CPU memory bandwidth: A server CPU gets ~90–460 GB/s from DDR5 RAM. That’s the equivalent of a single-lane road to the pantry.

GPU memory bandwidth: An H100 gets 3,350 GB/s from HBM3 memory. That’s a 37-lane highway to the pantry. The newer B200 pushes this to 8,000 GB/s.

Let’s do some back-of-envelope math to understand why CPUs simply cannot train modern AI models:

Training Llama 3 70B required approximately 6.4 million GPU-hours on H100 GPUs. Meta used 16,384 H100 GPUs running for about 54 days.

Each H100 delivers ~990 TFLOPS at FP16 with Tensor Cores. A top server CPU delivers ~5 TFLOPS at FP32 (and less at FP16 since CPUs lack native FP16 acceleration).

Even being generous and assuming the CPU could match its FP32 rate at FP16, you’d need ~200x more time on CPUs. That 54-day training run becomes ~29 years on the same number of CPUs. And you’d need 16,384 of the most expensive server CPUs on the planet.

Training is like building a factory — massive upfront investment, enormous compute, done once (or a few times). GPUs are absolutely essential here. No debate.
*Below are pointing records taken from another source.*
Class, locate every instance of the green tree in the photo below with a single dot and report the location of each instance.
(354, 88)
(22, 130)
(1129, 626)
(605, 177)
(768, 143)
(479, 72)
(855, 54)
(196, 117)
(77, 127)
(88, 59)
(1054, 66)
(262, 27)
Inference is like running the factory — serving predictions to users. Here, the picture is more nuanced:

For large models (70B+), GPUs are still essential for inference. The model weights alone need 140+ GB of memory, and you need high bandwidth to generate tokens fast.

For small models (1B–7B), CPUs can actually work. A quantized 7B model runs at 10–30 tokens/sec on a modern CPU. Not fast, but usable for batch processing. For models under 1.5B parameters, CPUs can even outperform budget GPUs by 1.3x.

The CPU-GPU performance gap doesn’t just affect training speed. It cascades through every infrastructure decision:

GPU scarcity → GPU pricing: H100s cost $25,000–$40,000 each. Demand far exceeds supply. This drives the entire cloud GPU market.

GPU power → cooling crisis: An H100 draws 700W. A B200 draws 1,000W. A rack of 8 GPUs needs 8,000W just for compute. This is why data centers are moving to liquid cooling.

GPU memory limits → distributed training: A 70B model doesn’t fit on one GPU. You need 4–8 GPUs connected by fast interconnects. This drives NVLink, InfiniBand, and cluster networking.

GPU efficiency → cost optimization: At $3–4/hr per GPU, keeping GPUs idle is burning money. This drives scheduling, orchestration, and utilization optimization.